There have been a great many updates on the LODLAM front (Linked Open Data in Libraries, Archives, & Museums). I haven’t blogged about it as those life things continue to be kicking my a**. My health hasn’t been good blah blah blah. I highly encourage those of you with an ongoing interest to follow the goings on at the 2nd International LODLAM Summit. I attended the 1st, which was fabulous btw, and learned tons. Two years later projects are further along and new projects are being launched. Take a gander at the design patterns repository Richard Urban announced, for example.
Thanks for the inquiries into my well being. Rest assured, things will right themselves eventually. Or not.
If When I return to writing here, you’ll know it’s better.
It’s Monday. It’s time for a metadata movie. There’s been a lot going on lately re: Library LOD. I’d have been posting on it but, well, you know how it goes. I’m excited about the developments. I’m itching to resume work on our own faculty linked names pilot project. I’m almost caught up with my post-leave in-box and should be returning to that soon. Meanwhile, grab some popcorn and enjoy.
The Maryland Library Association has posted links to all of the presentations from the “Technical Services on the Edge” program held in December, where I spoke about Linked Data in Libraries, Archives, and Museum. The copy of my slides here contains the speakers notes. It may prove more helpful than the slides-only which I posted to slideshare.
As promised, I’m finally getting around to posting about the sessions at DLF Forum which were particularly awesome. The Linked Data: Hands on How-To workshop afforded the opportunity to bring your own data and learn how to link-if-y it. It held the promise of helping me get the Caltech faculty names linked data pilot a bit further along. I didn’t get much further in the process due to some technical glitches. Yet the session was still successful in a couple of ways.

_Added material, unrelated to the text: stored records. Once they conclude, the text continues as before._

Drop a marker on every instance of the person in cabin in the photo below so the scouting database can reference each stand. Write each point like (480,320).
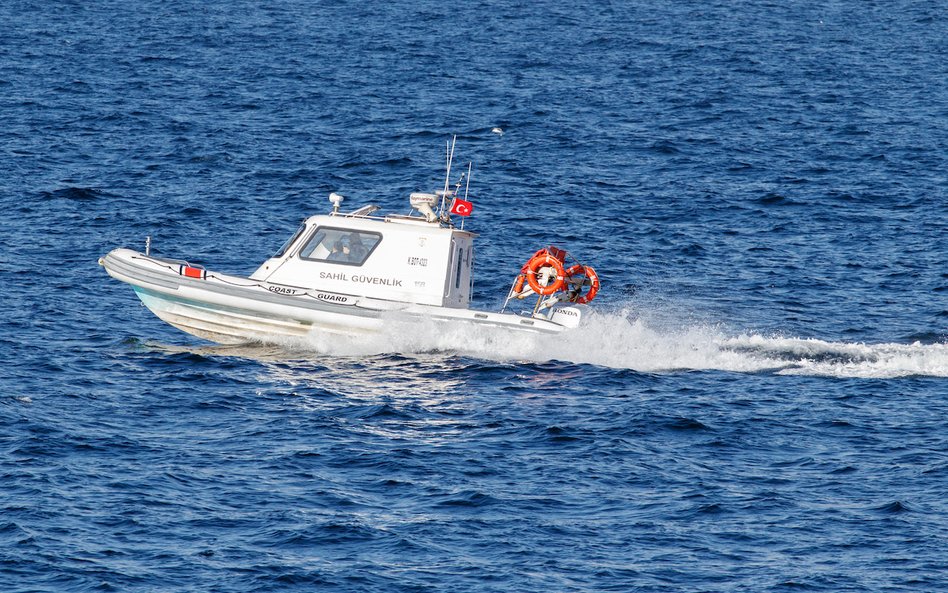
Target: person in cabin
(357,250)
(340,251)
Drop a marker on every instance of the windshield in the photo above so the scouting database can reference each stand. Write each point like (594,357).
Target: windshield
(341,246)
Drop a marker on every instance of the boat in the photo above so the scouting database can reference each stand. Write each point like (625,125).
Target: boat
(350,273)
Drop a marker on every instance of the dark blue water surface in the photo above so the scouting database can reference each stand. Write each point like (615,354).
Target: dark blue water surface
(757,401)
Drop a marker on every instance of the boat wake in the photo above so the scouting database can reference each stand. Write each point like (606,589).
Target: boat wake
(614,340)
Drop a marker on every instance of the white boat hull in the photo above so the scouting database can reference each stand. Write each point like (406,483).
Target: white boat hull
(233,309)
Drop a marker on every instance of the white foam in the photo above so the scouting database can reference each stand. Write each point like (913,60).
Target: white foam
(613,340)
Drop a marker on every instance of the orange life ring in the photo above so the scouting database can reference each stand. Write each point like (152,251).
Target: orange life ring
(541,261)
(591,278)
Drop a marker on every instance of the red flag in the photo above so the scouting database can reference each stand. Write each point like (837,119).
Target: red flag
(462,207)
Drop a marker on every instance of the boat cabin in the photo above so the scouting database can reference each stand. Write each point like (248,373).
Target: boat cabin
(409,259)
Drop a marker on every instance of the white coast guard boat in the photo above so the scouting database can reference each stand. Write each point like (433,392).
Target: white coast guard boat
(345,273)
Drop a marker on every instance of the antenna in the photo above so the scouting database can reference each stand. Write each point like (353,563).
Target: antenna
(470,165)
(447,175)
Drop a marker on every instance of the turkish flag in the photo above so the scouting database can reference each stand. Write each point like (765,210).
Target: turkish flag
(461,207)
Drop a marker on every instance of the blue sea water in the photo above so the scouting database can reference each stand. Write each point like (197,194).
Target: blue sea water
(757,401)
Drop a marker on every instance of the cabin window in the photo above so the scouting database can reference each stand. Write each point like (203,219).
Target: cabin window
(340,246)
(290,241)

First, I had another “a-ha!!” moment in terms of how Linked Data works. All this time I’ve been preparing our faculty names data with an eye towards exposing it as Linked Data. I realize that this build-it-and-they-will come approach is somewhat naive, but it’s a baby step in terms of getting ourselves up-to-speed on the process. What I didn’t fully grasp was that a data exposed in this fashion is just an endpoint, an object or subject others can point at but not really do much with. If it’s just an endpoint, one can’t follow their nose and link on to more information on other servers. Our data will only be truly useful once it can be used to complete the full subject-predicate-object “sentence” of a triple.
In practical terms it means rather than just putting out a URI associated with a faculty name, we should expose the faculty name URI along with other identity links and relationship links. Let’s use our favorite Caltech faculty name as an example. We mint a URI for Richard Feynman, let’s say http://library.caltech.edu/authorities/feynman. We ensure the URI is “dereferencable” by HTTP clients which means the client receives an HTML or RDF/XML URI in response to its query. Since we only have the name identifiers in our data set, that’s all the client will receive in the returned HTML or RDF/XML document. In this case we know Feynman has a NAF identifier http://id.loc.gov/authorities/names/n50002729.htm.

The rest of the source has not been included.